In Octoparse, the previous task can provide URLs for the next task. This allows you to link 2 to 100 tasks together by passing the URLs through the extracted data. The task that provides the URL is called the parent task, and the one that uses the URLs from it is called the child task.
How to set up a child task?
There are two methods to set up the child task, depending on whether the child task is ready or not.
1. If the child task is ready:
Click Loop Item
Click the Edit button next to the Manual Input box
On the following page, choose Import from task
Select the right Task Group
Select the right parent task
Select the correct data field in the parent task (which contains URLs)
Click Save to save the settings
Then you have successfully transferred URLs from a parent task to a child task.
Notes:
Inputting URLs from another task is only supported by Octoparse Cloud Extraction.
If there is no data extracted in the parent task, you'll need to paste at least one URL manually to start configuring the child task.
Check Batch URL input if you'd like to know more about how to input URLs.
2. If the child task is not ready:
Click the +New button on the sidebar on the Octoparse homepage
Select Custom Task
When you are on the setting page, repeat the same steps in method 1:
Choose Import from task
Select the right Task Group
Select the right parent task
Select the correct data field in the parent task (which contains URLs)
Click Save to save the settings
Please pay attention to the notification above the Save button: If the parent task doesn't run and scrape any data before, the Select Field and the URL Preview will be blank, and thus the child task may fail to run.

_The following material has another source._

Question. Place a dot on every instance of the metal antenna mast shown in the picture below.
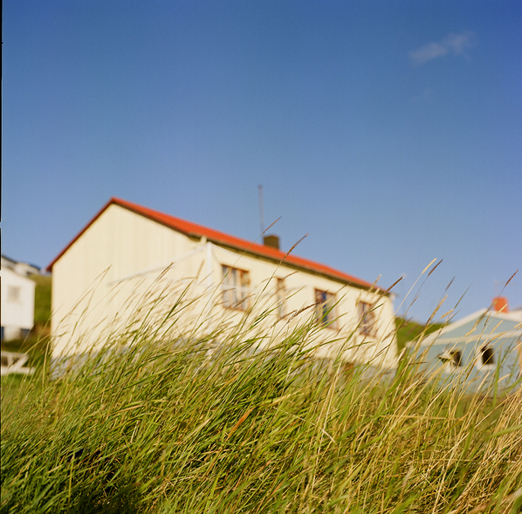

Therefore, please make sure you have run the parent task before setting the child task.
How to schedule parent tasks and child tasks?
Scheduling a parent task is just the same as scheduling a normal task. You can check Schedule tasks to run.
For child tasks, you can schedule them to run based on the status of their parent task.
Click on Run -> Parent task settings
Select Task Settings
You can choose to run the child task according to the status of the parent task or run it manually.